Uitspraak Nº AWB - 18 _ 1045. Rechtbank Gelderland, 2020-04-09

ECLIECLI:NL:RBGEL:2020:2229
Docket NumberAWB - 18 _ 1045
Date09 Abril 2020
CourtRechtbank Gelderland (Neederland)
RECHTBANK GELDERLAND

Zittingsplaats Arnhem

Belastingrecht

zaaknummer: AWB 18/1045

uitspraak van de meervoudige belastingkamer van

in de zaak tussen

Fiscale eenheid [X] B.V. [Y] B.V. c.s., te [plaats] , eiseres

(gemachtigde: [naam gemachtigde] ),

en

de inspecteur van de Belastingdienst, kantoor Arnhem, verweerder.
Procesverloop

Eiseres heeft bezwaar gemaakt tegen de voldoening van omzetbelasting op aangifte over het vierde kwartaal van 2011 voor wat betreft het privégebruik auto. Voor de jaren 2012 tot en met 2016 heeft eiseres geen bezwaar gemaakt tegen de voldoening op aangifte, omdat dit volgens beleid van de Belastingdienst niet nodig zou zijn.

Bij besluit van 29 maart 2017 met nummer 2017/36822 (het Besluit) heeft de staatssecretaris van Financiën bezwaarschriften over de heffing van omzetbelasting bij privégebruik auto die betrekking hebben op een of meer daarin omschreven rechtsvragen aangewezen als massaal bezwaar als bedoeld in artikel 25c van de Algemene wet inzake rijksbelastingen (AWR).

Op 1 juni 2017 is de collectieve uitspraak op de in het Besluit aangewezen bezwaarschriften gepubliceerd (Staatscourant 2017/30976).

Bij brief van 10 januari 2018 heeft verweerder aan eiseres meegedeeld dat geen teruggaaf van omzetbelasting wordt verleend.
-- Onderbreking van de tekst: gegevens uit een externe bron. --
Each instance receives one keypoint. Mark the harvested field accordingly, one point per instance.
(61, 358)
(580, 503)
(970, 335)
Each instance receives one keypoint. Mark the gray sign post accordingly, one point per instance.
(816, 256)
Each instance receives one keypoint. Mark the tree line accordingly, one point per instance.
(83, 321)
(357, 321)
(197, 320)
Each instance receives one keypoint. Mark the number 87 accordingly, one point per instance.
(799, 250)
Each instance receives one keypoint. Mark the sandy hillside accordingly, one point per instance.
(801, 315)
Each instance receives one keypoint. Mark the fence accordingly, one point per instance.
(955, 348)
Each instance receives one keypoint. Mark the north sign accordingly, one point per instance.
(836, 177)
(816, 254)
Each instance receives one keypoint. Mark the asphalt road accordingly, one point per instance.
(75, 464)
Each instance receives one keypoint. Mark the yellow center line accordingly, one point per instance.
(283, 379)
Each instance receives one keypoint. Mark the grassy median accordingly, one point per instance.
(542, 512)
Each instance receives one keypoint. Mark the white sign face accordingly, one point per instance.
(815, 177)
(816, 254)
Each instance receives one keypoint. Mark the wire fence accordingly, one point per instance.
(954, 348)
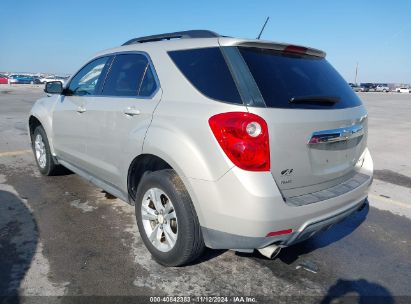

Eiseres heeft daartegen bij brief van 20 februari 2018, ontvangen door de rechtbank op 21 februari 2018, beroep ingesteld.

Verweerder heeft de op de zaak betrekking hebbende stukken overgelegd en een verweerschrift ingediend.

Het onderzoek ter zitting heeft plaatsgevonden op 12 maart 2020.

Namens eiseres zijn verschenen [persoon A] , directeur, en mr. [persoon B] , bijgestaan door de gemachtigde, mr. [persoon C] en mr. [persoon D] . Namens verweerder zijn verschenen mr. [persoon E] , mr. [persoon F] en mr. [persoon G] .

Partijen hebben ter zitting een pleitnota voorgedragen en exemplaren daarvan overgelegd aan de rechtbank en aan elkaar. Partijen hebben geen bezwaar gemaakt tegen overlegging van de bij deze pleitnota’s behorende bijlagen.

Overwegingen

Feiten

  1. De fiscale eenheid voor de omzetbelasting van eiseres bestond in de periode 2011 tot en met 2016 uit [Y] B.V., [Z] B.V. en [X] B.V. De activiteiten van de onderdelen van eiseres bestaan uit de advisering op het gebied van management en bedrijfsvoering.

  2. Eiseres heeft onder meer in de jaren 2011 tot en met 2016 door middel van operational-leasecontracten auto’s van een leasemaatschappij tot haar beschikking gekregen. Eiseres heeft de omzetbelasting die hierover aan haar in rekening is gebracht in aftrek gebracht.

  3. Eiseres heeft de auto’s ter beschikking gesteld aan diverse werknemers. De meeste van deze werknemers zijn ambulante werknemers, die het grootste deel van hun werktijd doorbrengen op de locatie van de klant waarvoor ze op dat moment werkzaamheden verrichten. De niet-ambulante werknemers werken het grootste deel van hun werktijd op het kantoor van eiseres in [plaats z, in het oosten van het land] . Het gebruik van de auto’s varieert per werknemer. Zo gebruiken sommige werknemers de auto voor meer dan 500 kilometer per jaar voor privédoeleinden en andere werknemers niet. Die werknemers hebben een zogenaamde Verklaring geen privégebruik voor de loonbelasting (VGP).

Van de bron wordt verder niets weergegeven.